Oh gosh, I just realised that I never posted this, this was dated back on 21 June. This was supposed to be post 747, so oh well!
Hmm, I just came back from my first gig ever and honestly, I didn’t enjoy it as much as I thought I would.
The gig today was probably the most songs I have ever played in a set. I had to play 13 songs. In total, I prepared 16 songs to play. Some songs were challenging. Some songs were quite repetitive. Perhaps it was just because we did not work out our transitions and what to say in between, but I dunno, it was really quite depressing to see the whole crowd just look at you indifferently while you play your music.
I dunno, maybe I was expecting too much for a first gig. It was really quite sian to see people not singing along or bobbing their heads. Like I felt that I was playing someone else’s song and like it had no purpose ah.
In church, we play to lead the congregation into worship. We play, they sing along, we read the atmosphere and encourage people to sing. Just like how when a congregation feels dead you will feel hard to guild them, that was a similar feeling. Maybe I have been in my shell for too long. Almost all the performance pieces that I was involved in was with an audience that is engaged.

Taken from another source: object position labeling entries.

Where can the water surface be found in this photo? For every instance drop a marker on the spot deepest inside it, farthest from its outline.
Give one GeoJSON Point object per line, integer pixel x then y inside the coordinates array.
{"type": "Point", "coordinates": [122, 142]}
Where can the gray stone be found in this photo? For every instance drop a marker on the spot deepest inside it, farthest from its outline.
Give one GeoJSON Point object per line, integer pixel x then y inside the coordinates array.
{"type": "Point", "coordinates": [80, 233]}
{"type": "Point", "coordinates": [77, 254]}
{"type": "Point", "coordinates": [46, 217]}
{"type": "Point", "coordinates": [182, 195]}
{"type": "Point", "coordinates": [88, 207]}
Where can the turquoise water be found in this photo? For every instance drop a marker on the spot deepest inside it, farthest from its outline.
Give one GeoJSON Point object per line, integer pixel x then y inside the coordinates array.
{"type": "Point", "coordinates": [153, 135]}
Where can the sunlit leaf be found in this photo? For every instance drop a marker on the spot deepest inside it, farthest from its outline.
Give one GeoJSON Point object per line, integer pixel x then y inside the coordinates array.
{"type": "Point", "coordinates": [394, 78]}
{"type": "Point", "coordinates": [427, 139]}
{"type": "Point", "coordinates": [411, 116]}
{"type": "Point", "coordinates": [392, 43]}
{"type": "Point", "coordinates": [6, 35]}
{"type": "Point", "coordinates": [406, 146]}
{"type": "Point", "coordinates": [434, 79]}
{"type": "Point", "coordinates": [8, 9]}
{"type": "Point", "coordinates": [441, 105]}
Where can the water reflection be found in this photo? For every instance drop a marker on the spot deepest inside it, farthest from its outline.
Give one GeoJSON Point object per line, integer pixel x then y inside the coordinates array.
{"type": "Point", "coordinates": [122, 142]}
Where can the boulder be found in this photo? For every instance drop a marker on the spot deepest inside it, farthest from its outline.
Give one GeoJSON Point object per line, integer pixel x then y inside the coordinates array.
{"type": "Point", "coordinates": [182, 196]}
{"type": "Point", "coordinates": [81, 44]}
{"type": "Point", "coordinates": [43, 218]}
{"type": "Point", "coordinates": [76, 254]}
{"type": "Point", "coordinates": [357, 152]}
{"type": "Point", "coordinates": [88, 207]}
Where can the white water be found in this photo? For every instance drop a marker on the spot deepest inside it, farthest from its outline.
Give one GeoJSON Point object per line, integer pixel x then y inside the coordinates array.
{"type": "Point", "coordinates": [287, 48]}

Be it a school’s concert or a special song to celebrate my teacher’s ‘graduation.’
I was chatting with L and J the other day, I asked if they have ever felt a sense of release after playing for worship. Both of them agreed that they have felt that on many occasions. In retreat, during one of our sets, Ps R led an exhortation and the band flowed really well. When we ended, I felt this sense of release in my spirit. I looked over and YH was smiling at me and I knew that he felt the same.
Even though I played 3 sets in a row for retreat, I was tired, sure, but I knew that my playing was for a purpose. At the end of it, I did not feel empty, for this set it did.
I wonder how do people get enough motivation to do this for a living? It really isn’t easy.
Perhaps I was also a bit discouraged because the set didn’t go as well as I hope. However, I think it felt a bit different. When 53A played and we all felt small, I felt empty as well. They were great man, how I wish I could play as well.
Though there is a need to acknowledge that we don’t gig full time and we did not get the same equipment that they were using. We also did not have a keyboardist. Not having a keyboardist really suck, songs feel empty and it was really restricting for some of the guitarist to try to play some of the keyboard’s parts.
Oh well, I must say that the whole gig went by faster than I thought, before I knew it, we were at our last song. 13 songs man and I thought that it would overrun the programme, but it did not.
I was thinking that perhaps giging would be a viable option of freelance work in the future, but I am not too sure I will enjoy it.
It is the first time I tried gigging, so you know, perhaps I am being too harsh. Let me see how in school bah.
A bright side to all the hard work was that I think the band got pretty close. It was nice to be able to have fun with people that loves music as much as I do. So yeah! All is good. If got more opportunities, it would be dope.
Lord, will you make me a better musician?